When asked about statements by PMC Wagner Group leader Yevgeny Prigozhin about a possible tactical withdrawal and ammunition shortages, Cherevaty noted: “Now, [Prigozhin] has to frame the failure to achieve what he promised.”
However, senior American intel officials told Politico that Wagner continues to hold significant stockpiles of ammunition, maintains control of at least 85 percent of Bakhmut, “appears intact” and is not preparing for a retreat.
2. For the first time, proceeds from confiscated Russian assets are being handed over to Ukraine to meet reconstruction costs, according to Reuters.
After the US Justice Department charged and convicted Russian oligarch Konstantin Malofeyev with violating sanctions by funding separatists in Crimea, it will now transfer $5.4 million of his money to Ukraine.
“While this represents the United States’ first transfer of forfeited Russian funds for the rebuilding of Ukraine, it will not be the last,” US Attorney General Merrick Garland said yesterday.
3. Former President Donald Trump said that, if he were to be re-elected, he would settle the war in Ukraine within 24 hours.
During a “town hall” interview with CNN in New Hampshire, the front-runner for the Republican Presidential nomination would not say who should prevail in Russia’s war against Ukraine. Instead, he said he wants “everybody to stop dying” and “I’ll have that done in 24 hours.”
Trump also would not commit to continued military aid for Ukraine. He also would not say if he supports Russian President Vladimir Putin standing trial for war crimes.
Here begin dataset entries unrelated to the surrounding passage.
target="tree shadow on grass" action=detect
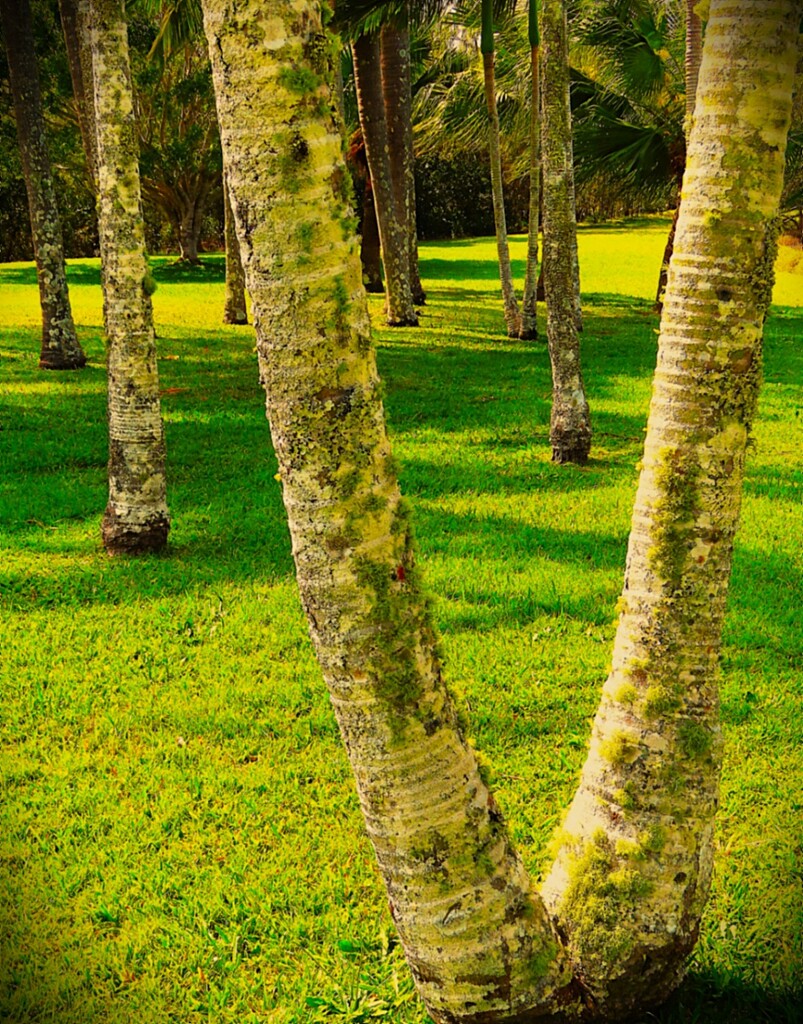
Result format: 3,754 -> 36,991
647,969 -> 803,1024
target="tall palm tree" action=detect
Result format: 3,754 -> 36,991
351,30 -> 418,327
197,0 -> 803,1024
58,0 -> 97,195
381,16 -> 426,305
519,0 -> 541,340
90,0 -> 170,554
0,0 -> 86,370
479,0 -> 521,338
541,0 -> 591,463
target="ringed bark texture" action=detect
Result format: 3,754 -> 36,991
204,0 -> 575,1024
223,174 -> 248,324
0,0 -> 86,370
351,32 -> 418,327
90,0 -> 170,554
541,0 -> 591,463
543,0 -> 803,1015
380,23 -> 426,305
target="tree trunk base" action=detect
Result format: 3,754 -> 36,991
100,506 -> 170,555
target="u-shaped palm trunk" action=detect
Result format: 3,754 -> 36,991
197,0 -> 802,1024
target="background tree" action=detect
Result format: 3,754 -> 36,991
479,0 -> 521,338
351,30 -> 418,327
519,0 -> 541,340
90,0 -> 170,554
0,0 -> 86,370
198,0 -> 803,1024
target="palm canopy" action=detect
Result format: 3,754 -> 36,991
572,0 -> 685,201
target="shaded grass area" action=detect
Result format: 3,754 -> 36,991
0,221 -> 803,1024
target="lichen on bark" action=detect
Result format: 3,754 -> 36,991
90,0 -> 170,554
0,0 -> 86,370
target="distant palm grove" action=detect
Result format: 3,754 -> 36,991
0,0 -> 803,1024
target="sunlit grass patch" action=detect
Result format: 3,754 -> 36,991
0,226 -> 803,1024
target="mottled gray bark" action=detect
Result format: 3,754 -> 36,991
198,0 -> 803,1024
58,0 -> 97,195
543,0 -> 803,1015
0,0 -> 86,370
380,23 -> 426,305
90,0 -> 170,554
351,32 -> 418,327
541,0 -> 591,463
223,174 -> 248,324
360,177 -> 385,294
482,50 -> 521,338
519,40 -> 541,341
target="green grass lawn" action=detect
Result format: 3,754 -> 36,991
0,220 -> 803,1024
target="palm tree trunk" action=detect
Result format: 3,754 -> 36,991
541,0 -> 591,463
519,0 -> 541,341
544,0 -> 803,1015
360,177 -> 385,295
204,0 -> 573,1024
0,0 -> 86,370
380,23 -> 426,305
480,0 -> 521,338
685,0 -> 703,131
656,0 -> 703,312
90,0 -> 169,554
223,174 -> 248,324
58,0 -> 97,196
352,32 -> 418,327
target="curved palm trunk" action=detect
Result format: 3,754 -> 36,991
90,0 -> 169,554
223,174 -> 248,324
204,0 -> 572,1024
198,0 -> 803,1024
541,0 -> 591,463
380,23 -> 426,305
519,0 -> 541,341
0,0 -> 86,370
480,0 -> 521,338
352,32 -> 418,327
544,0 -> 803,1012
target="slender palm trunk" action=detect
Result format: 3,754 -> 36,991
352,32 -> 418,327
519,0 -> 541,340
0,0 -> 86,370
360,177 -> 385,294
380,23 -> 426,305
544,0 -> 803,1012
58,0 -> 97,196
90,0 -> 169,554
223,174 -> 248,324
480,0 -> 521,338
656,0 -> 703,312
541,0 -> 591,463
684,0 -> 703,131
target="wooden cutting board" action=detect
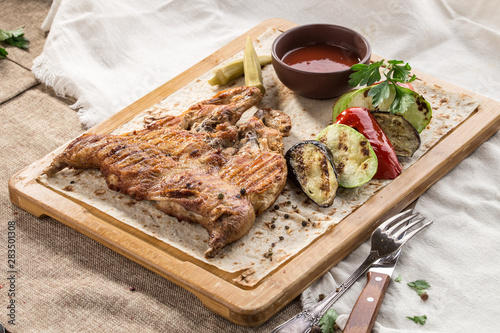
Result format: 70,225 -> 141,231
9,19 -> 500,326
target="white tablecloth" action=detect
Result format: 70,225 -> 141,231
33,0 -> 500,332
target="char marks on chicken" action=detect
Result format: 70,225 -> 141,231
45,87 -> 291,258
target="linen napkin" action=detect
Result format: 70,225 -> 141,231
32,0 -> 262,128
33,0 -> 500,332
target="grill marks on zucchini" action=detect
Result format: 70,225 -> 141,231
372,112 -> 420,157
316,124 -> 378,188
285,140 -> 338,207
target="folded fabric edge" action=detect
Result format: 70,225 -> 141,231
31,54 -> 96,128
40,0 -> 62,32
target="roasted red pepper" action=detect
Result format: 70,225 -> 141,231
336,107 -> 401,179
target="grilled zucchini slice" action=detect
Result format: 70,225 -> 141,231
285,140 -> 338,207
316,124 -> 378,188
372,112 -> 420,157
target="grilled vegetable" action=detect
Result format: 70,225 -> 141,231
243,36 -> 266,95
316,124 -> 378,188
336,108 -> 402,179
372,112 -> 420,157
333,86 -> 432,133
208,55 -> 272,86
285,140 -> 338,207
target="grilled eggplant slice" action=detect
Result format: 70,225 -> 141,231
372,112 -> 420,157
285,140 -> 338,207
316,124 -> 378,188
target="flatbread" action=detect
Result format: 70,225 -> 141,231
40,29 -> 479,286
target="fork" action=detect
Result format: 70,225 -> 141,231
271,209 -> 432,333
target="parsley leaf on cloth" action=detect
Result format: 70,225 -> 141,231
349,60 -> 417,114
0,27 -> 29,58
406,315 -> 427,325
319,308 -> 339,333
408,280 -> 431,295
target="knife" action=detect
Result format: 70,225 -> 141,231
343,240 -> 401,333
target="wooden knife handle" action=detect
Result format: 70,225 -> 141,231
344,272 -> 391,333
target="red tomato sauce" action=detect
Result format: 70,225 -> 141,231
282,44 -> 360,73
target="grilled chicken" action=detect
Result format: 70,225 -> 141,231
45,87 -> 291,258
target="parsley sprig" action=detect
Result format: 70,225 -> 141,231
319,308 -> 339,333
408,280 -> 431,295
349,59 -> 417,114
0,27 -> 29,58
406,315 -> 427,325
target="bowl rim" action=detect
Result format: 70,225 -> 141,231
271,23 -> 372,75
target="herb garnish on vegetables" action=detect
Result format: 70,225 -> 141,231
0,28 -> 29,58
406,315 -> 427,325
349,60 -> 417,114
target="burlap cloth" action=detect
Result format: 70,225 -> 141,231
0,0 -> 301,333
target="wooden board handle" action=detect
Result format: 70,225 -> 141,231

Instead, he called Putin “a smart guy” who had “made a tremendous mistake.”
The May 10 daily report from the Institute for the Study of War (ISW) says:
· north of Khromove (immediately west of Bakhmut) and northwest of Bila Hora (14 kilometers southwest of Bakhmut) and made marginal advances in these areas. (However, ISW noted that it had not yet visually confirmed reports of wider Ukrainian claimed advances of 2.6 kilometers along a 3-kilometer front line in the area).
The May 11 daily morning report and Facebook feed of the General Staff of the Armed Forces of Ukraine says:
· Russian forces launched a S-300 missile strike at civilian infrastructure in Kostyantynivka, Donetsk oblast.
· Russian forces launched 45 air strikes and 53 MLRS attacks at Ukrainian troops and various settlements in Kherson Oblast in Ukraine’s south.
· Russia continues to focus its main efforts on Lyman, Bakhmut, Avdiivka, and Maryinka axes, with 39 enemy attacks repelled. The fiercest fighting is for the cities of Bakhmut and Maryinka.
The Sumy Oblast Military Administration reported that six communities were shelled on May 10, including 65 mortar and artillery strikes. One person was killed in Pavlivka.
During his evening video message, President Zelensky focused on securing more allied support:
“Our international bloc is working vigorously and thoroughly with [our] partners on new defense packages for Ukraine. New decisions are already at the working level. More protection for our skies, more opportunities for our defense and movement on the ground.”
Quote of the Day
“If we signal to the world that we have only got about eighteen months’ worth of staying power, then we create a more dangerous environment for the future. That’s why [Ukraine now] is so very important… If we’re saving stuff up for a rainy day, this is the rainy day.” – UK Foreign Secretary James Cleverly at Atlantic Council event on Tuesday, May 9.
Pic of the Day
US rock band Imagine Dragons yesterday released a music video filmed in Ukraine.
“Our video for Crushed, filmed on the front lines of Ukraine, is out now,” the blurb for the YouTube clip said. “It follows Sasha, a young boy who endured months of shelling in his town. Sasha’s story is heartbreaking, and there are thousands more like him who desperately need help. Even today, his family is without electricity and other basic utilities.”